# Berry Tree?



## Aozora (Jan 13, 2014)

Hi all,

I noticed this "tree"--approximately 8' tall--on my property line. I think it may be an aronia variant, but I'm not sure. Can anyone more positively ID this for me? Berries start red and appear to be ripening to black, and the trunk is about 1" diameter.


----------



## chickenista (Mar 24, 2007)

It's basically a weed.
It's a wild cherry tree.

You can eat them, but they are 99.99999999999% pit.

And the baby trees will pop up ALL over the place.
Annoying.
I weed out/pull more baby wild cherry weeds out of my garden every spring than anything else.


----------



## Aozora (Jan 13, 2014)

Hi Chickenista,

Do you have a scientific name for the wild cherry? I did a search for it and the fruit does not look like what I have out there. On the wild cherry I researched, each fruit is on its own long stem, whereas this one has multiple fruits coming off of one main stem. 

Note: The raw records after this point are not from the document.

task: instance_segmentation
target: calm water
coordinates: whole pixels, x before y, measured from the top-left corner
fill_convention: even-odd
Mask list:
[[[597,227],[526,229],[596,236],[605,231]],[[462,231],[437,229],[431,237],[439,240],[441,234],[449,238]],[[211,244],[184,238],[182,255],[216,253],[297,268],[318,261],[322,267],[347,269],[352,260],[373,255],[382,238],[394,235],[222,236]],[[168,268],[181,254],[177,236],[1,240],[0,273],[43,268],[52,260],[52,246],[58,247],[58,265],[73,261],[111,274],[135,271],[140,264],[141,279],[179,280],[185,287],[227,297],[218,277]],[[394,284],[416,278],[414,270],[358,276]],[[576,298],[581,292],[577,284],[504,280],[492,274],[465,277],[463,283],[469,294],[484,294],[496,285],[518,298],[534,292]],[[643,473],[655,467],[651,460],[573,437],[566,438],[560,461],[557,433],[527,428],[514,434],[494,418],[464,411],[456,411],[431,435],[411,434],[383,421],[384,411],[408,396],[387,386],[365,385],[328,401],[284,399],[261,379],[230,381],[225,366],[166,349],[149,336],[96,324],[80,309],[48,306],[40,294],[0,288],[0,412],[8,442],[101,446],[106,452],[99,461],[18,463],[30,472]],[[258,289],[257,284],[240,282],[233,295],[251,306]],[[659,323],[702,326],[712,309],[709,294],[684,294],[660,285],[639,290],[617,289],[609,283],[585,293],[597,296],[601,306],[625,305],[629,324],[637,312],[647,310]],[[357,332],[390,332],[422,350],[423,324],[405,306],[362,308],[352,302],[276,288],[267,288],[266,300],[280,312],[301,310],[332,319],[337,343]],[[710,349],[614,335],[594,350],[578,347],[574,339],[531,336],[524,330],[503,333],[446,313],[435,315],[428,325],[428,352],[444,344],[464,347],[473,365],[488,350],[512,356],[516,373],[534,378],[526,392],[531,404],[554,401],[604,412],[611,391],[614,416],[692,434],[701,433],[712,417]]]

It does have a pit, but the pit is only about half of the fruit. The flesh and juice are red, and it only has a very mild smell--nothing like a cherry smell. (I don't want to taste until I know for sure what it is.)


----------



## dizzy (Jun 25, 2013)

Wild black cherry, Prunus serotina http://en.wikipedia.org/wiki/Prunus_serotina


----------



## karenp (Jun 7, 2013)

FYI, wild cherry trees are poisonous to livestock


----------



## rwur961615 (May 24, 2008)

I can't see the attached pics but it sounds like it could be mulberry.
Rick


----------